There was a mystery here, a deeper truth to uncover. I’ve always felt I had a piece of this puzzle, because Angel also showed me – once - the footwork pattern Vincent uses, only Angel referred to this as Serrada’s version of a largo mano technique (largo mano is the range where your head is out of your opponent’s reach but his attacking hand is within your reach). Like Vincent, Angel moved back slightly on the first move, then surged in on the counterstrike. (It’s a bit like Sonny Umpad’s “pendulum” this way.)
Since I had seen both versions from Angel, I didn’t think of them as incompatible but rather as complementary. The way I was taught kept things a hair closer, relying more on the check hand to suppress the incoming attack, thereby altering its range. By keeping these as separate and discrete, I didn’t get confused. I spent some time trying Vincent’s version as the “only” way, but it just messed my timing up with either pattern. Once I realized it matched Angel’s “largo” I could keep it safely categorized as an alternative move.
This, however, was an old perspective from 15 years ago. I still had not fully deciphered the reason Angel allegedly changed the footwork so radically. In particular his later method seemed to leave the last strike off-balance and at an awkward angle. This strike is a right downward chop with the right leg forward. While our basic #1 strike steps in like this, here we are stepping back with the left leg, so we do not get the benefit of dropping our weight forward fully into the strike.
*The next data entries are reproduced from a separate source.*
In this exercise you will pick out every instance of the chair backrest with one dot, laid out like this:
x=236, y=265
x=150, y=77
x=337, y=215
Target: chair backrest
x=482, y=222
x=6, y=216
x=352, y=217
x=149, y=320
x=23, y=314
This actually tends to pull energy away from the blow, which seems odd. I often tried to explain discrepancies as the move setting up for the reverse backhand strike (angle #4) to follow, but that also presented some technical inconsistencies which then had to be explained away.
Then last night as I was teaching this technique to someone new, I heard myself say something I’d never heard or thought before. This was regarding that finishing strike. I’d been thinking for some time that the power comes from torquing the upper body counterclockwise, which was somehow at odds with a vertical right forehand finishing blow. What I heard myself say was “you can chop diagonally to your opponent’s inside, towards the centerline, to take the upper arm.”
This tied together several other pieces of information. I’ve often told the story, related to me by a Modern Arnis teacher who had worked as a doctor in the Philippines, that after knife or sword fights, corpses frequently had cuts to the upper sword arm, but survivors almost never had such a wound. The implication was clear that such a cut incapacitated the loser’s ability to further defend, a good example of “killing the fang.”
What triggered this association was recognizing that if an attacker throws a powerful #3 strike and misses, it will likely carry his arm all the way across his body, removing the forearm as a target, at least until he comes back with the reverse #4 strike. With the forearm out of range, the logical target changes, and the closest and most effective is the upper arm.
This is consistent with defender’s direction of power in that hard torso twist to the left. Using a short chop, followed by a quick abanico to the “lock” position (weapon held across the body in an on-guard position) put one’s focus right on the opponent’s centerline. Previously I’d been targeting back to the forearm, which meant either striking towards my own outside line off the hip (as opposed to keeping power in towards my own center, which is more fundamental to our theories) or stepping wider across my opponent to orient power but exposing my low line to greater extent.
I’m sure others have had this insight too, but I’ve never heard it. There has always been vagueness as to why this technique looked different from so many others. By analyzing the power structure and alignment of both attacker and defender, an odd technique suddenly feels technically sound.